2025’in ilk sekiz ayında 1.359 işçi hayatını kaybetti. Sadece Ağustos’ta 192 emekçi, iş cinayetlerinde aramızdan ayrıldı. Bu tablo, iş sağlığı ve güvenliği konusunda sınıfta kaldığımızın acı bir göstergesi.
Oysa birçok kazanın önlenmesi mümkündü. Basit bir baret, sağlam bir ayakkabı, uygun bir eldiven… Kişisel koruyucu donanımlar hayat ile ölüm arasındaki ince çizgiyi belirleyebiliyor.
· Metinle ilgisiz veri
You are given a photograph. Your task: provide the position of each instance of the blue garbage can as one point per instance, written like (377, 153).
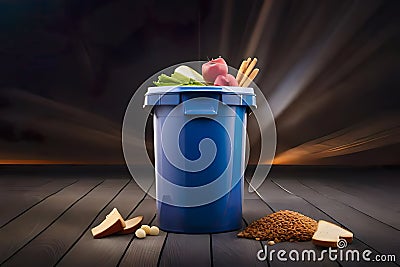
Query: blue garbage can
(199, 149)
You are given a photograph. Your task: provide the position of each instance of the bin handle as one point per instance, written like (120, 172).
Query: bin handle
(201, 106)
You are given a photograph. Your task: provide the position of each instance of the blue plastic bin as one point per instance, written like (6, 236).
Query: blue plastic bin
(199, 148)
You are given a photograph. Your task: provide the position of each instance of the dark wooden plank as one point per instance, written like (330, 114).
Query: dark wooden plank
(186, 250)
(369, 233)
(21, 230)
(48, 247)
(383, 213)
(229, 250)
(380, 192)
(106, 251)
(10, 182)
(26, 193)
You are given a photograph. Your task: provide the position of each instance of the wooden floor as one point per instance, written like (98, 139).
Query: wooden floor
(46, 221)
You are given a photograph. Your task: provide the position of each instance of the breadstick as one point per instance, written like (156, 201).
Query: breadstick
(253, 74)
(251, 67)
(242, 69)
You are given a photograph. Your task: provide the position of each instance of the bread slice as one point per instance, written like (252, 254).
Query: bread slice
(132, 225)
(328, 234)
(112, 224)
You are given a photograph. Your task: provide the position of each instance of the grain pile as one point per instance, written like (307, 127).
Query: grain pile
(284, 225)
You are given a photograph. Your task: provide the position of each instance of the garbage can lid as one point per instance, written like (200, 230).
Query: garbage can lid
(171, 95)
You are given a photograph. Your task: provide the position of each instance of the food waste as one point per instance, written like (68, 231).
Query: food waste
(214, 72)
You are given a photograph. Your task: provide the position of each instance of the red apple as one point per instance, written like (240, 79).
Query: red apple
(213, 68)
(227, 80)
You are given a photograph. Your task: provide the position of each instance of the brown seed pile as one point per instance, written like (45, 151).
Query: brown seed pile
(284, 225)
Ne yazık ki hâlâ birçok şantiyede emniyet kemeri takılmıyor, kulak koruyucular kullanılmıyor, gözlükler “rahatsız ediyor” diye kenara bırakılıyor.
Unutmayalım: İhmallerin bedeli canlarımız oluyor. İstatistikler rakam değil; her biri ardında aileler, çocuklar, yarım kalmış hayatlar bırakıyor.
Bu sorumluluk sadece işverenin ya da çalışanın değil, hepimizin. Denetleyen kurumdan sendikalara, meslek odalarından bireylere kadar herkesin üzerine düşeni yapması gerekiyor.
Eğer bugün önlem almazsak, yarın yeni acı haberleri okumaya devam ederiz. İş güvenliği bir maliyet değil, yaşatılan hayattır.